Defensive dueling

From the 11 April 1913 Winnipeg Free Press:

Fought Duel with Knives

Fort William, Ont., April 10.—Mrs. M. Benjamine, aged 18, a Persian, and Sam Jacobs, 29, fought a duel with knives in the woman’s home today. Both are in the hospital, the woman with a gash in the abdomen and the man with 18 wounds in the chest and stomach. The woman may recover but the man has little chance. Mrs. Benjamine stated Jacobs attacked her.

A subsequent story reveals that both recovered and Jacobs, a boarder in the Benjamin house, was charged with assault with a dangerous weapon. Benjamin’s husband “declares she risked her life to save her honor,” confirming a not particularly surprising sexual angle to the story.
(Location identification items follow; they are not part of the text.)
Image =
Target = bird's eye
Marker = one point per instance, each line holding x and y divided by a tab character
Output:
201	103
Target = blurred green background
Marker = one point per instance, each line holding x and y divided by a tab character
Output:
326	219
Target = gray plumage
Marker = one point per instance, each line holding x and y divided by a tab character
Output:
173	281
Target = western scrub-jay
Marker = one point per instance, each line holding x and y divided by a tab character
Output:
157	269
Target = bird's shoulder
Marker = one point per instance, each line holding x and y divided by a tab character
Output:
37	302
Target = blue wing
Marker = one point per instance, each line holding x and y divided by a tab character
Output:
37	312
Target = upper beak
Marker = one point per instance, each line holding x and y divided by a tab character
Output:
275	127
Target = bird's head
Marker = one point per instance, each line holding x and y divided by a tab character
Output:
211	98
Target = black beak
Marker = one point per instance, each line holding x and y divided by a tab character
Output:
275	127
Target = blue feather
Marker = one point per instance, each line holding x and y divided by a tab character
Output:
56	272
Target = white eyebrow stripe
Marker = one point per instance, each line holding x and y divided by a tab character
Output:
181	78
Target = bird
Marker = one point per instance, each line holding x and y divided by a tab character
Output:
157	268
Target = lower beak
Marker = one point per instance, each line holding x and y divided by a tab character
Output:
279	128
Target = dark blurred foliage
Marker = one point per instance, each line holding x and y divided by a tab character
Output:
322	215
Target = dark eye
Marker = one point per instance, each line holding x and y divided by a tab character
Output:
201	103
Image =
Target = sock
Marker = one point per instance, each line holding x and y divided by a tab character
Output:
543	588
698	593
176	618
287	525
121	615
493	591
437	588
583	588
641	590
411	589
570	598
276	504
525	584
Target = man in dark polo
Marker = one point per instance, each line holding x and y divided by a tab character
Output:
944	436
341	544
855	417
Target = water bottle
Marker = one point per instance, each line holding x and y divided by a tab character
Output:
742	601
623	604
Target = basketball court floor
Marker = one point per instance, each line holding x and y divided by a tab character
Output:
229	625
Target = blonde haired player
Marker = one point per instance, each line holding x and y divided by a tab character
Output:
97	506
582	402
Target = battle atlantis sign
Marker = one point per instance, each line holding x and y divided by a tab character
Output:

The use of the word “duel” is interesting to me. There are many ways in which it simply feels incorrect: it carries connotations of ritualized, mutually-acceptable violence, not self-defense, and a somewhat equal footing between antagonists (e.g. comparable weaponry). I wonder if the fact that Benjamin was Persian affected the writing of that initial story, that a woman who is sufficiently Other can be involved in so masculine an activity as dueling. But then there’s the honor issue. That was at the heart of dueling…and a disproportionate (often exclusive) amount of a woman’s honor has traditionally been seen as residing between her legs. So in that respect, maybe the word “duel” is appropriate.